Ils sont liés à la présence d'entérotoxines,
les unes thermostables (ST), les autres thermolabiles (LT), et d'adhésines
permettant aux bactéries d'adhérer aux cellules épithéliales
de la muqueuse de l'intestin grêle et de s'y multiplier. Les gènes
de ces deux types de facteurs de pathogénicité ont un
support plasmidique.
- les Escherichia coli entéropathogènes
(EPEC)
à l'origine d'entérites épidémiques (antérieurement
aussi appelés gastro-entérites infantiles (GEI), et historiquement
classés selon leur appartenance à des sérotypes.
Ces E. coli étaient une cause majeure de diarrhées
chez les nourrissons qui sévissaient dans les maternités,
les crèches... Ils ont pratiquement disparus dans les pays industrialisés,
mais continuent d'être responsables de diarrhées dans les
pays en voie de développement.
Les EPEC colonisent la muqueuse intestinale en adhérant très
fortement aux entérocytes intestinaux, produisent des lésions
d'attachement et d'effacement caractérisées par la destruction
localisée des micro villosités de la bordure en brosse,
et en induisant des altérations au niveau du cytosquelette des
cellules épithéliales.
- les
Escherichia coli entérohémorragiques (EHEC)
Voir Escherichia coli
producteurs de Shiga-toxines (STEC)
Les souches isolées chez les malades sont appelées EHEC
- les Escherichia coli entéroinvasifs
(EIEC)
à l'origine de syndromes dysentériques. Intermédiaires
entre les Escherichia coli et les Shigella dont ils possèdent
le pouvoir pathogène, ils provoquent des ulcérations de
la muqueuse du gros intestin, d'où la présence de pus
et parfois de sang dans les selles et sont caractérisés
par le caractère invasif des cellules dû à l'acquisition
d'un plasmide. La capacité de la bactérie à envahir
les cellules épithéliales peut être démontrée
par le test de Sérény in vivo, en provoquant une
kératoconjonctivite purulente à la suite du dépôt
de la bactérie sur la cornée du cobaye.
- les Escherichia coli entéroagrégatifs
ou EaggEC, ou AAEC
Ce pathotype, reconnu depuis quelques années, est associé
plus particulièrement à des diarrhées aqueuses
persistantes chez les jeunes enfants dans les pays en développement
(Inde, Brésil), ou développés mais aussi à
des diarrhées sanglantes occasionnelles. Les souches EaggEC se
caractérisent par un type d'adhésion agrégative
en " briques empilées " à l'origine de nécroses
au pôle apical des villosités avec dème inflammatoire
et hémorragique de la sous-muqueuse. Elles élaborent une
entérotoxine thermostable (EASTI) et une thermolabile.

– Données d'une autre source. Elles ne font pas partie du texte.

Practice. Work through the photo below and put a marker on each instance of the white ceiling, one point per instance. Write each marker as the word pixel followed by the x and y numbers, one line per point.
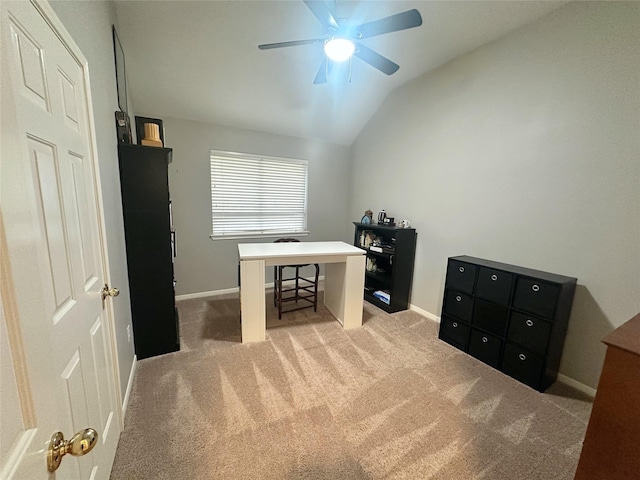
pixel 199 60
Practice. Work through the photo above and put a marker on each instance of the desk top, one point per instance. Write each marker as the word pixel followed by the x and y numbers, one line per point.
pixel 261 251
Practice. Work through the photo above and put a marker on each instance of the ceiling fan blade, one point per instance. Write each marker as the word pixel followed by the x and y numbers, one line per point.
pixel 376 60
pixel 294 43
pixel 399 21
pixel 322 13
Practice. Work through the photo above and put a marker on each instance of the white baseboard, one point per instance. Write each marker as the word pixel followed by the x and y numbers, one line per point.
pixel 127 393
pixel 216 293
pixel 424 313
pixel 577 385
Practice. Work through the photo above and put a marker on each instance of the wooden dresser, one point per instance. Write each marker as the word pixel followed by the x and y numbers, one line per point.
pixel 611 448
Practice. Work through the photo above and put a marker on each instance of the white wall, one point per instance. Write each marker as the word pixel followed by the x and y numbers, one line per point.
pixel 204 265
pixel 89 24
pixel 525 151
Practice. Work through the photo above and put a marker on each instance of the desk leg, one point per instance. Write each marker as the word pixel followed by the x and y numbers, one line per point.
pixel 252 295
pixel 344 290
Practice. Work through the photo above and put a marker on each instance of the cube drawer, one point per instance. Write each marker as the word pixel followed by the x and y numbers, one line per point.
pixel 511 318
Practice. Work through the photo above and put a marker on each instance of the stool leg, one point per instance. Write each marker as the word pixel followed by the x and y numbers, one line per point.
pixel 315 289
pixel 297 283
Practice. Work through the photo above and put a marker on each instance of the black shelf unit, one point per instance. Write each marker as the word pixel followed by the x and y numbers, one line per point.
pixel 511 318
pixel 149 238
pixel 396 260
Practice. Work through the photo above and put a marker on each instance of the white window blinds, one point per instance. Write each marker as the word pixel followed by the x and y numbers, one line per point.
pixel 257 195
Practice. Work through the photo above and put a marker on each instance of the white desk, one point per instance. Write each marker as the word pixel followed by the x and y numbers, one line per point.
pixel 343 280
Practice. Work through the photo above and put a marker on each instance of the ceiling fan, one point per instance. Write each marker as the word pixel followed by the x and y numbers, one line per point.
pixel 341 40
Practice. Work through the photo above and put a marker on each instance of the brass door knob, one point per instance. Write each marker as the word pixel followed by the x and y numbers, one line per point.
pixel 80 444
pixel 109 292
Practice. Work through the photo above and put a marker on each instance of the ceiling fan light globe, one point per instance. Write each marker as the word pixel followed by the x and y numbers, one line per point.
pixel 339 49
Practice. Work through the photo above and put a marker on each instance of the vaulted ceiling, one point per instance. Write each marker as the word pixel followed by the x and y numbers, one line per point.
pixel 199 60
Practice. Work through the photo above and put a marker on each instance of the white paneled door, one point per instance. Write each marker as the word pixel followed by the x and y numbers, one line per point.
pixel 57 354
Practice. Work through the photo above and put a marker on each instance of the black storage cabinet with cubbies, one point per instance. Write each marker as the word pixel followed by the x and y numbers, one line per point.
pixel 511 318
pixel 394 264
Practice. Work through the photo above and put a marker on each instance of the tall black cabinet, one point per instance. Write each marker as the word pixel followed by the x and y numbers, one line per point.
pixel 146 204
pixel 389 270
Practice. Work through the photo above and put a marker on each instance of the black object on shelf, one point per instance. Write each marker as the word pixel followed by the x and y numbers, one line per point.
pixel 511 318
pixel 392 250
pixel 144 183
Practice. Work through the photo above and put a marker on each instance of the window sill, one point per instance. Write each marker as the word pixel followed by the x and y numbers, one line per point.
pixel 275 235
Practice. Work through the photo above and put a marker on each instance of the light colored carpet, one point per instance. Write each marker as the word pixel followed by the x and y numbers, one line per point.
pixel 385 401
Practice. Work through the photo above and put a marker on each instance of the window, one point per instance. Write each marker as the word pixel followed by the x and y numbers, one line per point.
pixel 255 195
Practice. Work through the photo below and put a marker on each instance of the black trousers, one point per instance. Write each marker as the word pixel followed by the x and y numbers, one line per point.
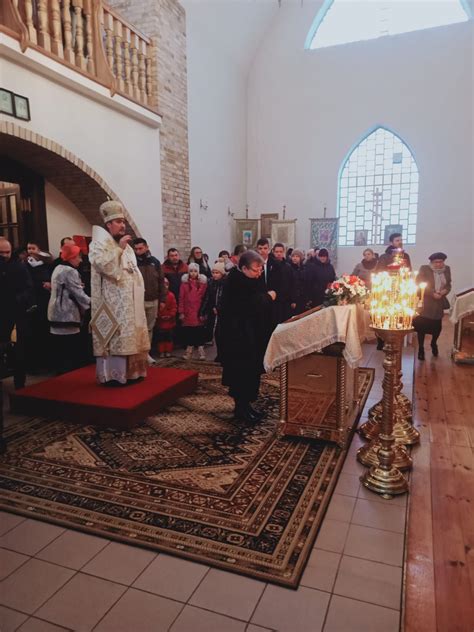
pixel 428 326
pixel 19 353
pixel 67 352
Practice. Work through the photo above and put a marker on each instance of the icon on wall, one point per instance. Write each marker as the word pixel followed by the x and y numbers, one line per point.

- les Escherichia coli à adhésion
diffuse ou DAEC
Ils ont été récemment associés à
des diarrhées aiguës et persistantes chez des enfants dans
les pays développés ou en développement. Les diarrhées
peuvent être aqueuses et contenir du mucus. La durée moyenne
est de 8 jours. Les DAEC adhèrent seulement aux cellules Hep-2
et paraissent uniformément dispersés sur toute la surface
des cellules épithéliales en un profil diffus.